"What woman, Sarah?" said Caspar, carelessly. He was writing and smoking, and did not look up from his work.

"The woman, Kingston, that ran away," said Sarah, indignantly. "I nearly shut the door in her face, sir, I did."

"That wouldn't have been legal," said Mr. Brooke. "Why doesn't she see Miss Brooke or Miss Lesley? I am busy."

"I expect she thinks she can get round you more easy," said Sarah, who was a very old servant, and occasionally took liberties with her master and mistress.

"She won't do that, Sarah," said Caspar, laughing a little in spite of himself. "Show her in."

He laid down his pen and his pipe with a rather weary air. Really, he was becoming involved in no end of domestic worries, and with few compensations for his trouble! Such was his silent thought. Lesley would, shortly leave him: Alice had refused to come back to his house. Well, it would be but for a short time. He had almost made up his mind that when Lesley was gone he would give up a house altogether, establish his sister in a flat, throw journalism to the winds, and go abroad. The life that he had led so long, the life of London offices and streets, of the study and the committee-room, had become distasteful to him.
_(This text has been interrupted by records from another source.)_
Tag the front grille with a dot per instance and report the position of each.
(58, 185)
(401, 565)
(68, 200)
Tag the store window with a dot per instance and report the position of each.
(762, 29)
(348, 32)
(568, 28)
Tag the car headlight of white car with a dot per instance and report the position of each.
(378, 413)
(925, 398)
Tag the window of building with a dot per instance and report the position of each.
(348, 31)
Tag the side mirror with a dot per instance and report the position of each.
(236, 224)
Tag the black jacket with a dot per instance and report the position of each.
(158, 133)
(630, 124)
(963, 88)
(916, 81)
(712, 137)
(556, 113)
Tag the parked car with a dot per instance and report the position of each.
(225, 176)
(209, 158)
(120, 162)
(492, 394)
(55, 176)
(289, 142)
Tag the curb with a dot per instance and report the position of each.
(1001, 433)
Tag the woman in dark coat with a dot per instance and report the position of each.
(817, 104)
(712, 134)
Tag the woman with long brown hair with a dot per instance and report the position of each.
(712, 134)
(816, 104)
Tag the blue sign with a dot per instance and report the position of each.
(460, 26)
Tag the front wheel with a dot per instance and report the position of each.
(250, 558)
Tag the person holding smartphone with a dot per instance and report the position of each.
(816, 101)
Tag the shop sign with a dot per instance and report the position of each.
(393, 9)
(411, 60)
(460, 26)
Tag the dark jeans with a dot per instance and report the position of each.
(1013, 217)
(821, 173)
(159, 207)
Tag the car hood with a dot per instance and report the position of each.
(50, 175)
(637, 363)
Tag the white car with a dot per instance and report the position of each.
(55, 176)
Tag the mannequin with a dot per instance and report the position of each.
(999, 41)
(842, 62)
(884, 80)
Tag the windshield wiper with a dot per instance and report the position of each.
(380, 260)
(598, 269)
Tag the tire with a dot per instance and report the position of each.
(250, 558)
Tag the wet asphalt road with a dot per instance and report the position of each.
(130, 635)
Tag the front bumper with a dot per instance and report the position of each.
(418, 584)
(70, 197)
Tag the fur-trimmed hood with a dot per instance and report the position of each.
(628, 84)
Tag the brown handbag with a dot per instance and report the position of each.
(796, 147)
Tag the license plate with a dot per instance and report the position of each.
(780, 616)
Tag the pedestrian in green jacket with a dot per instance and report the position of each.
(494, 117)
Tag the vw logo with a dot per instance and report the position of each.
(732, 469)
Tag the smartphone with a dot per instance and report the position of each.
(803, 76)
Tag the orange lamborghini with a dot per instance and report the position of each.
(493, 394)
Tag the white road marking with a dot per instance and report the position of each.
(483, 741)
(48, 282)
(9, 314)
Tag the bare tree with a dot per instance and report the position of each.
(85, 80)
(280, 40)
As he thrust away from him the manuscript at which he had been busy, his lips were, half unconsciously, murmuring a very well-worn quotation—

"For I will see before I die,
The palms and temples of the South."

And from this passing day-dream he was roused by the entrance of a woman whom he knew only as his daughter's maid.
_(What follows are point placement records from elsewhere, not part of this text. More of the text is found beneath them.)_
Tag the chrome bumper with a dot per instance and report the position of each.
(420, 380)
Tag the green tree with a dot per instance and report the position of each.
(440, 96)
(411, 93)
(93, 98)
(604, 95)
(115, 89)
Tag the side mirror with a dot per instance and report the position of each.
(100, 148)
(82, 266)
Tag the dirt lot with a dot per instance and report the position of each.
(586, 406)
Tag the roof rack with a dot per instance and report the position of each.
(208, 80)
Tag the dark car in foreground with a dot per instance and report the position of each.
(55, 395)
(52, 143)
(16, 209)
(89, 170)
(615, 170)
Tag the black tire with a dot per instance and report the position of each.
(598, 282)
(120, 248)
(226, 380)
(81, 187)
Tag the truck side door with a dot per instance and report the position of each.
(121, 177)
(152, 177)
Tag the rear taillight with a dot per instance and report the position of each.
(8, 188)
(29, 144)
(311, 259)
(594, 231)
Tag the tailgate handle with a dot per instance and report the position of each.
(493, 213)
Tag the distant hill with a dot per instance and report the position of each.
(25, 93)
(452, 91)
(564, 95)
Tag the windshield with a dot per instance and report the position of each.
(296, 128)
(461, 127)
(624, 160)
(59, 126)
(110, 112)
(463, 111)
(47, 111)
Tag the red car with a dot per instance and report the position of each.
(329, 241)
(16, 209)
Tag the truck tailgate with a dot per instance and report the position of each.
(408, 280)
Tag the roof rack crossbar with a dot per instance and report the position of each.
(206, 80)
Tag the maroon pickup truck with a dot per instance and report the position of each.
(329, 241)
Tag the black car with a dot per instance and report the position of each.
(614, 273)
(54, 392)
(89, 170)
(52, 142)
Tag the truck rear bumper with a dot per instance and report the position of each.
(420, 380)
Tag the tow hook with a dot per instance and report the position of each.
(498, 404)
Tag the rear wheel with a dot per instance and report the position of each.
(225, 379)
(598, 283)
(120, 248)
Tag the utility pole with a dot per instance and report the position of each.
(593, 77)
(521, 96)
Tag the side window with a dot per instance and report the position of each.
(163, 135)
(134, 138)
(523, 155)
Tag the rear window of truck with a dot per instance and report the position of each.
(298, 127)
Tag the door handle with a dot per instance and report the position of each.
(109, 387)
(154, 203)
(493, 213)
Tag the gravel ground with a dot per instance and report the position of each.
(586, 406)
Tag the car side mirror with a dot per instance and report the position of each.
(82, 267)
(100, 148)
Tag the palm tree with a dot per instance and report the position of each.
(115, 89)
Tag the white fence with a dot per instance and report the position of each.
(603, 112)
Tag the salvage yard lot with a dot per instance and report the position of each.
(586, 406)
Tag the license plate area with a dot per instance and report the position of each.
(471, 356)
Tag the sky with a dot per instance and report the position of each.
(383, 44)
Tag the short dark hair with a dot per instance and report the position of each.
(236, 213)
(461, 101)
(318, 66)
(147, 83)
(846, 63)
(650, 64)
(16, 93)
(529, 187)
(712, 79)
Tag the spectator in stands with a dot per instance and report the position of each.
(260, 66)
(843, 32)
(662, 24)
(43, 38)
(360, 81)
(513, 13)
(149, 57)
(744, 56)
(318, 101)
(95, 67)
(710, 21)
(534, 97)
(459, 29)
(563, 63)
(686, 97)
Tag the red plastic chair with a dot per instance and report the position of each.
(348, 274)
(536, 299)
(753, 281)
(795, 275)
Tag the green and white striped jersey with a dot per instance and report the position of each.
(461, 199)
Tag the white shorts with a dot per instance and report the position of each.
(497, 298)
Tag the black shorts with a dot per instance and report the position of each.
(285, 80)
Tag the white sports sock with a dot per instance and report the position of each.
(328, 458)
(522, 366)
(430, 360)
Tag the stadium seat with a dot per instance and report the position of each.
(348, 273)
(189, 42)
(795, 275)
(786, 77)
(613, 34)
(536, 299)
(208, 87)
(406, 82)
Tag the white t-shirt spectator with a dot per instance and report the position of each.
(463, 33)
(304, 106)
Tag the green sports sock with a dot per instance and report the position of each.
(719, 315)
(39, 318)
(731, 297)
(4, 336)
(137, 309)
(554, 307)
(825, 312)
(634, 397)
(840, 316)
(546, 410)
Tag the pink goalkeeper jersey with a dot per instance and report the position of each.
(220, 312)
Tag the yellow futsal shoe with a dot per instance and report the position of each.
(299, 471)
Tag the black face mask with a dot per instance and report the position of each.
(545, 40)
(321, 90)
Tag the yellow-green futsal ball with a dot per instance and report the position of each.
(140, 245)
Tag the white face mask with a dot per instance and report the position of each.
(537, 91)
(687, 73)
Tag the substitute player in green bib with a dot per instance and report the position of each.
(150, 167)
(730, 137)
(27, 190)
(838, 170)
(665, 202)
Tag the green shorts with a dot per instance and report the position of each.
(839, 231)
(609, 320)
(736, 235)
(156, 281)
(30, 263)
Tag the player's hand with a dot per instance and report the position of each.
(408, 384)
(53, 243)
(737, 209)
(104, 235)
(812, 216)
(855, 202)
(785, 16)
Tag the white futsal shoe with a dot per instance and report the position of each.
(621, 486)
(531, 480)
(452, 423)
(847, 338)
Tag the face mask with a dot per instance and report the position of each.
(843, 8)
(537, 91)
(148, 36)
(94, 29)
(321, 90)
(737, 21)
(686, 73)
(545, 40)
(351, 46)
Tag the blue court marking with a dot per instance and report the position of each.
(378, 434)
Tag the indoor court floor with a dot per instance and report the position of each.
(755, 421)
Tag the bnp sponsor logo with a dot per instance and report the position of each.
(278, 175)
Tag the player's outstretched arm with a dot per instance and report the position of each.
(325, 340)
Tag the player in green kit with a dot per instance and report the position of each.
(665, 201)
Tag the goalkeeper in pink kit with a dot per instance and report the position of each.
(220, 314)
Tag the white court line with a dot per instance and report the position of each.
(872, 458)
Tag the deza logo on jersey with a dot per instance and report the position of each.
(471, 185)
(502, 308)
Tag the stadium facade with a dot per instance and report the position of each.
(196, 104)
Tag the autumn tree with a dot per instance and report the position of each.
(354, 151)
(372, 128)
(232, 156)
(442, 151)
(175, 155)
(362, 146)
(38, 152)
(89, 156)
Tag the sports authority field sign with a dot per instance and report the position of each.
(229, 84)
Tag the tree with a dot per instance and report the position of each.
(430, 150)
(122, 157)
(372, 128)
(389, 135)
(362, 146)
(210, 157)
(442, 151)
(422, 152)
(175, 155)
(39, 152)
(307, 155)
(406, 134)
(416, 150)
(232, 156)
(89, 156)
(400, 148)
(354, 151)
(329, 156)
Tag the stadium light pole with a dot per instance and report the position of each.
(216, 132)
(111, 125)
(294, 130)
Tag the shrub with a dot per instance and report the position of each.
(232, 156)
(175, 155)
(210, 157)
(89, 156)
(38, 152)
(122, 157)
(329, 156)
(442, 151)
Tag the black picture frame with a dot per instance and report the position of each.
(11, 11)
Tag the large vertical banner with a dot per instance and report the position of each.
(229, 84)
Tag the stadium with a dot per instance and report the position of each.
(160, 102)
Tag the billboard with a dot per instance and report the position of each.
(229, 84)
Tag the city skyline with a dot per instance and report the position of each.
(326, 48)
He was struck at once by some indefinable change that had passed over her since he had seen her last. He had noticed her, as he noticed everybody that came within his ken; and he had remarked the mechanical precision of her demeanor, the dull sadness of her lifeless eyes. There was a light in her face now, a tremulous quiver of her lips, a slight color in her thin cheeks. She looked like a creature who could feel and think: not an automaton, worked by ingenious machinery.

He noted the change, but did not estimate it at its true worth. He thought she was simply excited by the consciousness of her misdemeanor, and by the prospect of an interview with him. He put on his most magisterial manner as he spoke to her.